I don’t think I’ve seen a more electrifying male double act on the stage since Kevin Spacey and Jeff Goldblum in the Old Vic Speed-the-Plow than in the contest joined between Andrew Scott and Ben Whishaw in Cock in the Theatre Upstairs.

Their speed and rapport as they deal with Ben’s character’s sudden lurch into heterosexuality is truly breathtaking. And funny and touching at the same time.

Andrew’s neat and precise in speech and mopvement, Ben shaggier, though painfully pencil-thin, with his bushy mop of tangled hair.

That hair’s like a proud busby that’s been left out in the rain, and it’s on temporary loan to anyone called John: John in the Mike Bartlett play at the Court, John Keats in Jane Campion’s studiously beautiful film Bright Star.

Whishaw’s played notably in several films to date, best of all in Perfume, but his John Keats in Bright Star gives the fullest idea of his particular magnetism.

Not only is he perfect as the poet — the right age, the right casual but nerve-jangling intensity, the right Cockney rough edge, the right physical vulnerability — but he has a rare quality of utter mytery about him.

You see eveything that’s going on in Whishaw’s acting while simultaneously wondering what exactly it is.
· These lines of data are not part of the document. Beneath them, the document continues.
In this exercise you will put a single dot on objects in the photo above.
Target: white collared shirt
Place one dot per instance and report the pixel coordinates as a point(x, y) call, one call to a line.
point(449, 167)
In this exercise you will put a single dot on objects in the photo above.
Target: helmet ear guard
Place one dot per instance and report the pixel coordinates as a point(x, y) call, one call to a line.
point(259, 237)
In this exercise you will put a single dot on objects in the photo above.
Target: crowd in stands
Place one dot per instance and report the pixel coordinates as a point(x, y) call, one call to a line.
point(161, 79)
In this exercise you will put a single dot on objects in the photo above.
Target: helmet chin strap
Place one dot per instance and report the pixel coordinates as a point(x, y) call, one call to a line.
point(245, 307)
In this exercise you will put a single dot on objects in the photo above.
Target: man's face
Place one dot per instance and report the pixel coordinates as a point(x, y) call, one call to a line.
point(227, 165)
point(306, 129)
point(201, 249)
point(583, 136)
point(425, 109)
It’s as though the actor himself is afraid of the answer. 

 He’s completely mesmerising on screen, as indeed he is, close-up and personal, in the cockpit chamber of the reconfigured Upstairs studio.

And his hair has a glorious unruly life of its own, a deep, dark forest of a thatch that stands up like a warning to bad wigs everywhere.
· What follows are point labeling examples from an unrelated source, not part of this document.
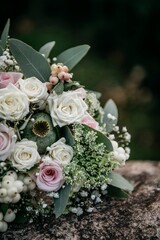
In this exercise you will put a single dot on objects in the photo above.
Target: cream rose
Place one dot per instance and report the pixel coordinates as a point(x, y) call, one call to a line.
point(7, 141)
point(25, 155)
point(61, 152)
point(66, 108)
point(14, 104)
point(34, 89)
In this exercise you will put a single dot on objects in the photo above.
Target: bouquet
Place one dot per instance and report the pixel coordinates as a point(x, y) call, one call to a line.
point(58, 146)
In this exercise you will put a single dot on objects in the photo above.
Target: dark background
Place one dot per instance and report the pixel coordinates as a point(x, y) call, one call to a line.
point(123, 62)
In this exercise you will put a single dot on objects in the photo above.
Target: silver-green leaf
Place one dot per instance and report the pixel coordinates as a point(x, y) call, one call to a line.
point(101, 138)
point(72, 56)
point(120, 182)
point(61, 202)
point(47, 48)
point(110, 108)
point(4, 35)
point(31, 62)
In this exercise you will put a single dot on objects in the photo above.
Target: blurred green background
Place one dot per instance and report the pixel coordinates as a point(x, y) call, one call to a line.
point(123, 62)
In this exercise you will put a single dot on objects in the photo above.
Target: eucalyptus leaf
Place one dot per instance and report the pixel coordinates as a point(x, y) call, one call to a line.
point(120, 182)
point(1, 49)
point(66, 133)
point(59, 88)
point(72, 56)
point(110, 108)
point(117, 192)
point(31, 62)
point(4, 207)
point(61, 202)
point(4, 35)
point(47, 48)
point(101, 138)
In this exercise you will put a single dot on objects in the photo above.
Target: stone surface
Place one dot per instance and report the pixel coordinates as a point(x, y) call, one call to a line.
point(135, 218)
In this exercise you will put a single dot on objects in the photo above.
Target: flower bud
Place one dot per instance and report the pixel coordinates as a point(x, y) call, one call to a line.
point(31, 186)
point(1, 216)
point(3, 226)
point(12, 192)
point(9, 216)
point(27, 180)
point(19, 185)
point(7, 199)
point(3, 192)
point(16, 198)
point(7, 184)
point(12, 174)
point(7, 177)
point(65, 69)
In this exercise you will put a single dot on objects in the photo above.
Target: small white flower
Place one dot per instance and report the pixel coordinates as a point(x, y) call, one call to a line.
point(25, 155)
point(119, 154)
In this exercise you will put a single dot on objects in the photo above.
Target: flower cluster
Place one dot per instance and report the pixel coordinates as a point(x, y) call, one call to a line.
point(58, 146)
It’s facinating to speculate how it might look in ten years time, or twenty. Will it give up the ghost, like Keats, or will it outlive its youthful sprouting and flop and fade like a retreating landscape of follicle follies.

I can’t see a bald Whishaw, can you? But when you Wishaw upon a star, you can see him playing every great holy fool in literature from Dostoevsky and Tolstoy to Shakespeare’s Henry VI and Richard II, the great David Warner roles.
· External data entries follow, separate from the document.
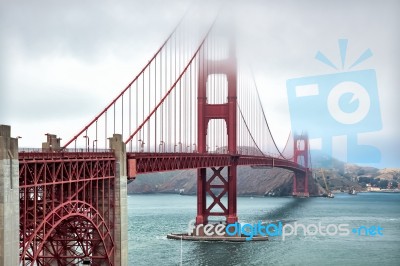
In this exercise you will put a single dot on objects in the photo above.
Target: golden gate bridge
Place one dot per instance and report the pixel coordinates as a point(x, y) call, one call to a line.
point(191, 107)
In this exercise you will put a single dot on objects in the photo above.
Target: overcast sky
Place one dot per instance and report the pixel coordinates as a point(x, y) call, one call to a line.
point(61, 62)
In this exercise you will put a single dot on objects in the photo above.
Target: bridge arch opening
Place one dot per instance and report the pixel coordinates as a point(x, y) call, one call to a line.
point(80, 233)
point(217, 89)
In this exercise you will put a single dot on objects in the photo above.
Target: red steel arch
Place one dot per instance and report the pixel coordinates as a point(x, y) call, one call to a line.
point(79, 233)
point(67, 208)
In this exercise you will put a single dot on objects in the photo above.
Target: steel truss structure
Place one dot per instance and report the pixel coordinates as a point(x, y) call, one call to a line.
point(66, 208)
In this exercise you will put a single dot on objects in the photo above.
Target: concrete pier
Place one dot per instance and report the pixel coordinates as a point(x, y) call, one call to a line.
point(9, 198)
point(121, 202)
And surely he must play Hamlet again before it’s too late? I thought he was too young and boyish in Trevor Nunn’s production some years ago. He’s got more pain and poetry about him now, and the hair’s grown to its full fruition.

One of the most interesting things about Whishaw is how prepared he is to make life hard for himself.

He’s given outstanding stage performances in plays by Philip Ridley and controversial productions by Katie Mitchell. And the exposure demanded in the Theatre Upstairs play is intense in the extreme. There’s no hiding place.

And yet still you look at him and you think: what is going on inside that mobile, pleading face and under that extraordinary mop? He’s a conundrum, and it’s the sort of challenge posed to an audience by only the very best, and most special, of actors.